Furthermore, United Nations experts denounced on Wednesday, June 3, 2026 that six relatives of Rivera, 73 years old, forcibly disappeared when they came to claim their remains.
Among the six people detained are close family members and people in their immediate environment: their sister, Alda López Bryan; his nephews Kurney Valle Bushy and Jorbis Hendy López; and his friend Jorge Webster Rojas.
The former presidents of the IDEA Group, mostly on the right, argued that “crimes against humanity are individual responsibility and are proscribed by imperative law (ius cogens).”
For this reason, they added, “attributable rulers are not exempt even when their States are not part of the international treaties and agreements that establish them.”

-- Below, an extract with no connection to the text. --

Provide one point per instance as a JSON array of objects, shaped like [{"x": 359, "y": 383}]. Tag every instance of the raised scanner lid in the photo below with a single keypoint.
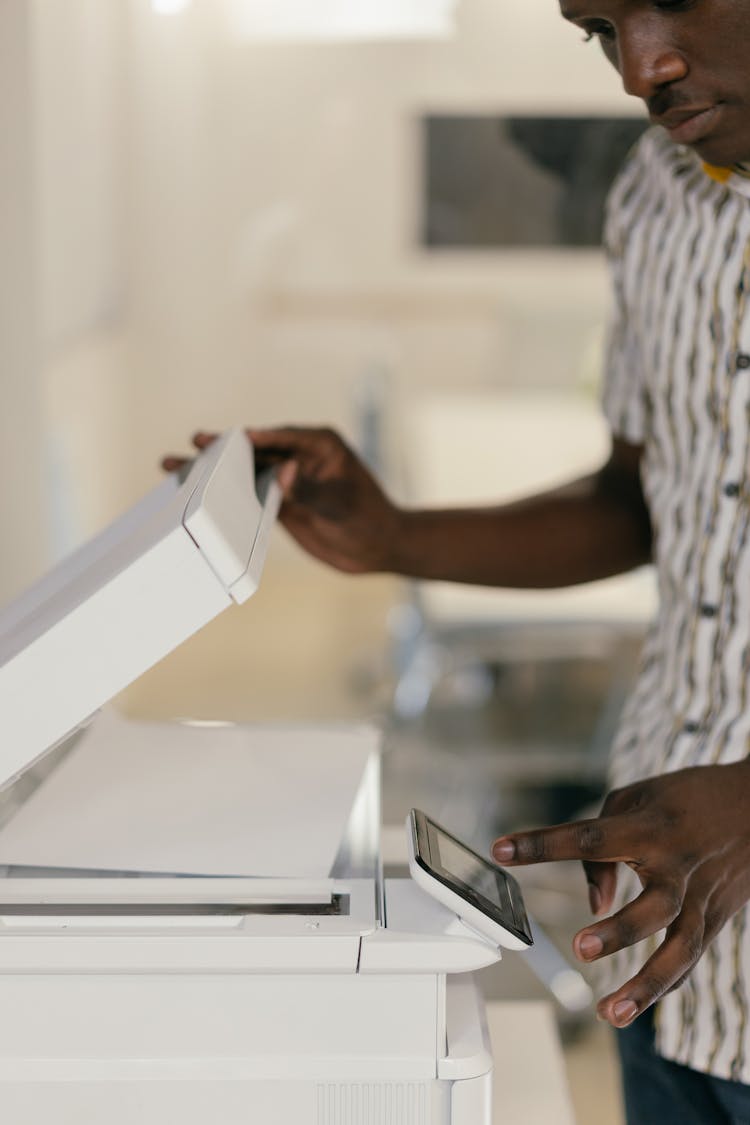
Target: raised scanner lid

They also maintained that “the serious human rights violations that occurred under the Ortega-Murillo regime are systematic and widespread.”
There are still 47 political prisoners in the country, and of 9 their whereabouts and conditions are still unknown, including two who remain anonymous for “security reasons,” according to the Mechanism for the Recognition of Political Prisoners.